D’un autre côté, Melissa ne veut pas parler de politique. Vous vous réunissez comme Erin et d’autres expatriés ? “L’enfer sur terre!” » Le quotidien des Américains est tellement coloré par ce feuilleton, pourquoi en rajouter une couche ? La seule raison pour laquelle Melissa est prête à parler de la campagne électorale est d’inciter les gens à voter. Là-bas, elle prêcherait aux convertis et elle n’a pas le temps de ne pas être productive… C’est aussi pour cela qu’elle refuse de discuter de tout ça avec les Québécois.
Si quelqu’un me demande comment, à mon avis, la politique américaine peut influencer la politique canadienne, alors je serai heureux de répondre car on peut voter au Canada… Mais s’il s’agit juste de dire dans quelle mesure ce qui se passe aux États-Unis est complètement fou, ça devient presque du potin. Ce n’est pas productif !
Melissa, Américaine vivant à Montréal depuis sept ans
Elle déplore également que la seule chose que certaines personnes connaîtront des Américains soit leur monde politique. Melissa admet que cette sphère est importante pour leur identité, mais c’est loin d’être la seule chose qui définit sa nation. Elle préfère donc parler d’autres sujets avec nous.
Tamara Devine, établie au Québec depuis janvier dernier, m’avoue qu’elle a parfois envie de dire : « Ce n’est pas ma faute ! » quand les Québécois discutent de politique avec elle. « Je suis citoyen américain, c’est vrai, mais ce n’est pas comme si mon père était président ! »
De nos jours, on semble avoir tendance à s’attendre à ce que les Américains soient responsables envers nous. Tamara préfère quand même vivre cette campagne électorale à Montréal, plutôt que dans l’État de New York, d’où elle est originaire : « C’est tellement stressant quand on est au milieu de tout ça… Voir ça de loin, ça me soulage. »
Dans un français impressionnant, elle ajoute avoir remarqué que les médias québécois traitent la politique américaine d’une manière plutôt « libérale » qui ne reflète pas tout à fait son expérience américaine. Après tout, me rappelle-t-elle, la moitié des Américains ont voté pour Donald Trump lors des dernières élections.

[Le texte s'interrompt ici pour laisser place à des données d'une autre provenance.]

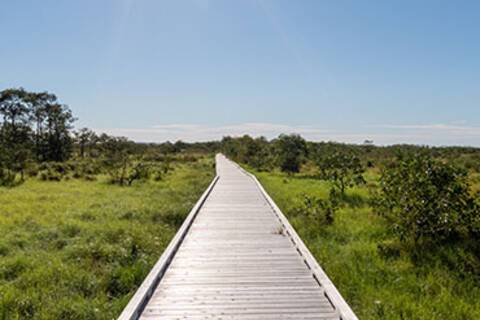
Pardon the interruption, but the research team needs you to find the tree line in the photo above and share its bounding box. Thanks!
[0,88,220,186]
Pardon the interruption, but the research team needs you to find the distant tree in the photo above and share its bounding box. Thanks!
[98,134,133,185]
[26,92,57,161]
[274,134,307,173]
[74,128,97,158]
[376,154,480,246]
[0,88,31,182]
[42,103,75,161]
[315,150,365,194]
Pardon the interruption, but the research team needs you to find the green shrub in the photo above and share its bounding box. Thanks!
[289,188,339,227]
[375,154,480,246]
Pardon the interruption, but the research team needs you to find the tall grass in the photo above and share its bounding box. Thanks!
[0,159,214,319]
[256,171,480,320]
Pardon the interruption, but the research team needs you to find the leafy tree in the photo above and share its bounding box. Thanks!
[274,134,307,173]
[0,89,31,182]
[315,150,365,194]
[74,128,97,158]
[376,154,480,246]
[43,103,75,161]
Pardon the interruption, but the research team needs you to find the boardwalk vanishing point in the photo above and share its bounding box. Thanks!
[119,155,357,320]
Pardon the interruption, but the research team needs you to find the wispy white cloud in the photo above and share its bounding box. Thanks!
[95,122,480,146]
[371,121,480,137]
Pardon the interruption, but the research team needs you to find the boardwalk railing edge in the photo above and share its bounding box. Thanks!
[230,160,358,320]
[117,174,220,320]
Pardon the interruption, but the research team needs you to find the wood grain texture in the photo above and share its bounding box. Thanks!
[122,155,356,320]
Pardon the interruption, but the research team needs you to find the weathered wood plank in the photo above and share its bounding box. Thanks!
[120,155,356,320]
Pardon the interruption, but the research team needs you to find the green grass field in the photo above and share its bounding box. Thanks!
[0,159,214,319]
[256,172,480,320]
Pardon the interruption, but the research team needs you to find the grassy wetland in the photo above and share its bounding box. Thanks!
[0,157,214,319]
[255,170,480,320]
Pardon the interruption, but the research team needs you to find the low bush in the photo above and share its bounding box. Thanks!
[289,188,339,227]
[375,154,480,249]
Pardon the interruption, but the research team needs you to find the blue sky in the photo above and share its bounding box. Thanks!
[0,0,480,146]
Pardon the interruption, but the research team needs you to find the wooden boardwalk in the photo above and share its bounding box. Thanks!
[119,155,357,320]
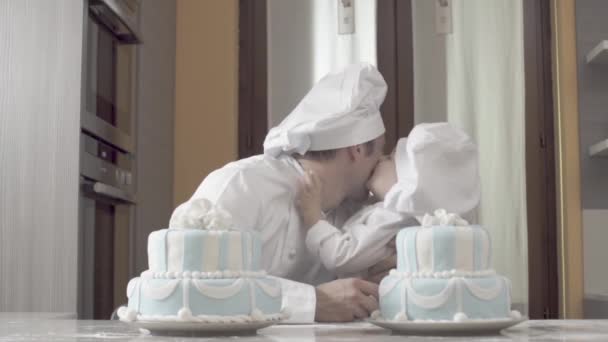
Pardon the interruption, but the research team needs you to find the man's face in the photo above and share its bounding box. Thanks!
[367,151,397,200]
[350,134,385,200]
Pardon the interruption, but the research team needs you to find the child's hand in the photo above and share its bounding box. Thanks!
[296,171,322,229]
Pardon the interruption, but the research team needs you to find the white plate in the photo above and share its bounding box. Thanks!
[129,321,279,336]
[368,317,526,335]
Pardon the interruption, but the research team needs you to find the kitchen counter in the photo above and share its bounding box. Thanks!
[0,313,608,342]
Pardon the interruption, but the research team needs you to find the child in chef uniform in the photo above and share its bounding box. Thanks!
[296,122,480,281]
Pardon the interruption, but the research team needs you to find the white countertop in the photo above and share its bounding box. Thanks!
[0,313,608,342]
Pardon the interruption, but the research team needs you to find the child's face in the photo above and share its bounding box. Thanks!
[367,150,397,200]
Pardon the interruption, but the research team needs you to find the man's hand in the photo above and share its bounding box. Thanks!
[367,253,397,284]
[315,278,378,322]
[296,171,322,229]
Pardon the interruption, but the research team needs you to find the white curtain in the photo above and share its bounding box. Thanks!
[268,0,376,127]
[446,0,528,311]
[311,0,377,82]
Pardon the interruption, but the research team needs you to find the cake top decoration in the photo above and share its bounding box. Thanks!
[169,198,234,230]
[420,209,469,227]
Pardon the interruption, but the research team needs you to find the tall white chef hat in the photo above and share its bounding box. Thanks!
[264,63,387,157]
[384,122,481,216]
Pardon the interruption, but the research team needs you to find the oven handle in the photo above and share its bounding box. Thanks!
[81,181,135,204]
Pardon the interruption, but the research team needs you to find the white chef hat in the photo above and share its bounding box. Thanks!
[384,122,481,216]
[264,63,386,157]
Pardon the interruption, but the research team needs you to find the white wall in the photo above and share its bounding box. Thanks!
[583,209,608,296]
[135,0,176,276]
[266,0,314,127]
[0,0,84,313]
[412,0,447,124]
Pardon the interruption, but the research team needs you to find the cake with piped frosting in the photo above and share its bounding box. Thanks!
[118,199,286,323]
[372,210,521,322]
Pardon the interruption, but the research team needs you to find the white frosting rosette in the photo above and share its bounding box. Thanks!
[420,209,469,227]
[169,198,234,230]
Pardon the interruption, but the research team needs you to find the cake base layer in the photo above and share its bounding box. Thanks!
[119,277,282,322]
[379,274,511,321]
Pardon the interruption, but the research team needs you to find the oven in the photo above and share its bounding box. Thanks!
[78,0,141,319]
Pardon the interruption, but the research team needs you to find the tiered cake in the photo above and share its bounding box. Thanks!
[118,199,283,323]
[377,210,521,321]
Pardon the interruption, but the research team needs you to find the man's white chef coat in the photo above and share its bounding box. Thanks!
[186,155,360,322]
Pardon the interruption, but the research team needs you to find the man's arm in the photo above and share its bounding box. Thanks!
[306,205,409,275]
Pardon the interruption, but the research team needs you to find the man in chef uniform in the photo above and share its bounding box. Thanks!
[171,63,392,322]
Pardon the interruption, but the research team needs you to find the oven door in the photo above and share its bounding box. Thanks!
[78,177,133,319]
[81,0,140,153]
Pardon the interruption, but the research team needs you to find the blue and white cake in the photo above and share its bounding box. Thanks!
[118,199,284,323]
[374,210,521,322]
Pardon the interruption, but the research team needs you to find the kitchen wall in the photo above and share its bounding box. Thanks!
[575,0,608,298]
[412,0,448,124]
[134,0,176,276]
[0,0,84,314]
[266,0,314,127]
[173,0,238,205]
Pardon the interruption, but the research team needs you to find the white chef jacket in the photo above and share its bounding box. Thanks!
[185,155,361,322]
[306,202,418,278]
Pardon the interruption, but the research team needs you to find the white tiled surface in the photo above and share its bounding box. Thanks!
[0,313,608,342]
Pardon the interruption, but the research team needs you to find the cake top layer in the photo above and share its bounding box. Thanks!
[420,209,469,227]
[169,198,234,230]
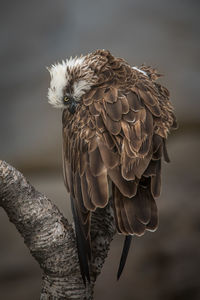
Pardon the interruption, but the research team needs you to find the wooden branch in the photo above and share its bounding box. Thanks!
[0,161,115,300]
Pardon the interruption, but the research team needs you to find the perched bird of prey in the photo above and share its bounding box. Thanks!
[48,50,176,282]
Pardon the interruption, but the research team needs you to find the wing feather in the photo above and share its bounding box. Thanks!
[63,59,176,280]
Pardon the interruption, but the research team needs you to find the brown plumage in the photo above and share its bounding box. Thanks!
[49,50,176,280]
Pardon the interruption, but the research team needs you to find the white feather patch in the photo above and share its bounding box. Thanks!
[48,61,68,108]
[48,56,91,108]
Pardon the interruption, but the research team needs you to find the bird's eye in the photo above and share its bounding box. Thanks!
[63,96,69,102]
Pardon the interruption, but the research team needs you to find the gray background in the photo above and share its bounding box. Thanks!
[0,0,200,300]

D’ailleurs, elle a parfois l’impression que les gens se méfient davantage des humains ici qu’aux Etats-Unis ! Plusieurs Québécois ont demandé à Tamara si elle craignait pour l’avenir immédiat de son pays, une inquiétude qu’elle juge un peu « extrême »…

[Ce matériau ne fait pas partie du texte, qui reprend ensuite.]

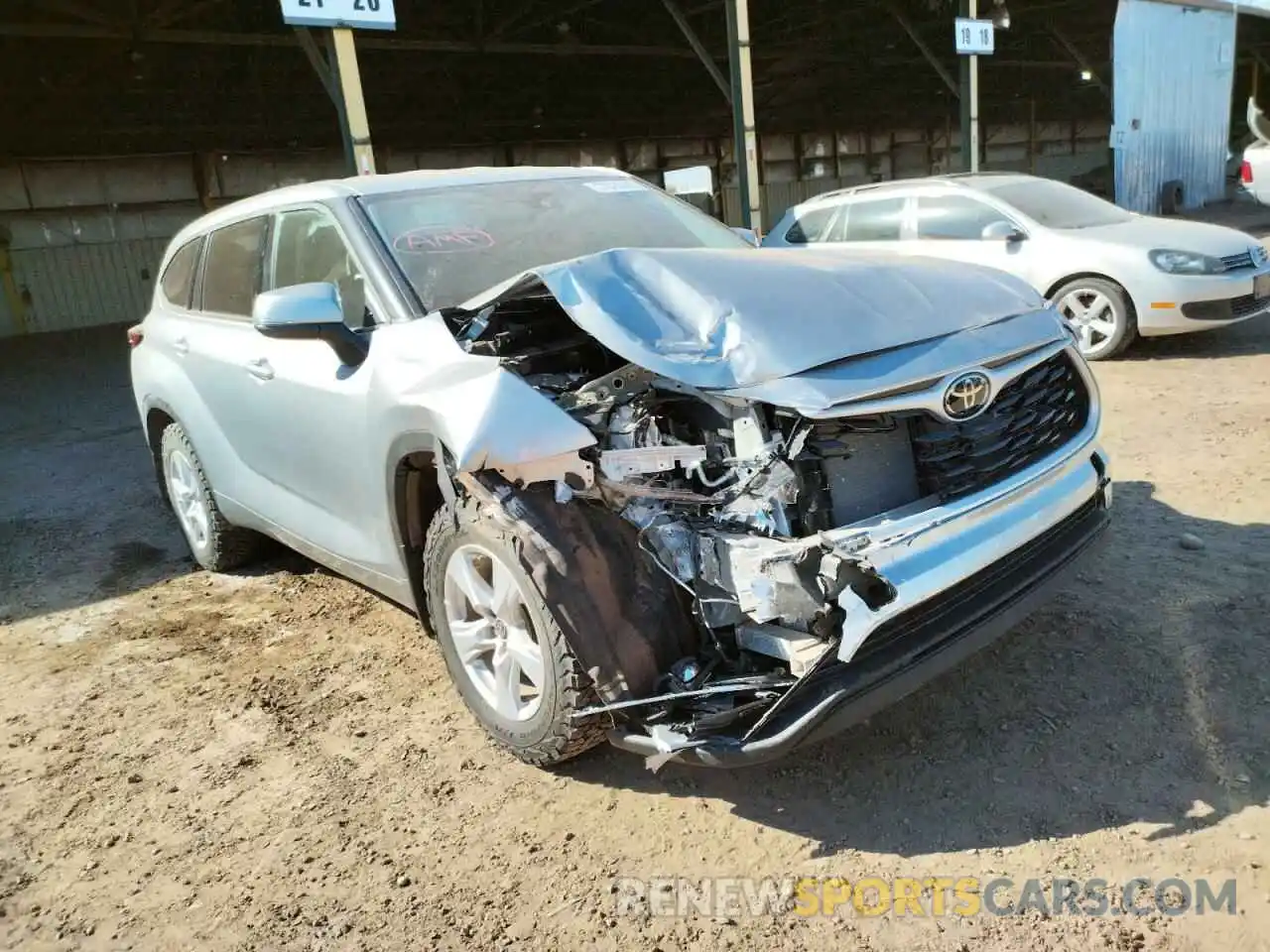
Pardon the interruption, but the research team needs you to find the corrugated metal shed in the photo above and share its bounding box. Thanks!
[12,239,168,334]
[1111,0,1235,213]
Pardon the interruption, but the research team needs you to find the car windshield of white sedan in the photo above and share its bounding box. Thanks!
[976,178,1133,228]
[363,178,750,311]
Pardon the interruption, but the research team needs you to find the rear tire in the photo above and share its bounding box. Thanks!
[159,422,260,572]
[1053,278,1138,361]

Nous serons toujours dans un conflit « Démocrates contre Républicains » aux États-Unis et nous continuerons à surmonter ces défis… Alors non, je n’ai pas peur de perdre tous mes droits demain matin.
Tamara Devine, Américaine établie au Québec depuis janvier dernier
Melissa constate également que le sujet est largement couvert par les médias nationaux, parfois au détriment de l’information locale, beaucoup moins « théâtrale », selon elle… « Les gens pointent du doigt la politique américaine – avec raison – mais il y a un beaucoup de choses à souligner ici aussi ! »
Je considère cela comme un bon rappel pour faire la distinction entre les questions qui nous préoccupent réellement et la chaleur du spectacle politique.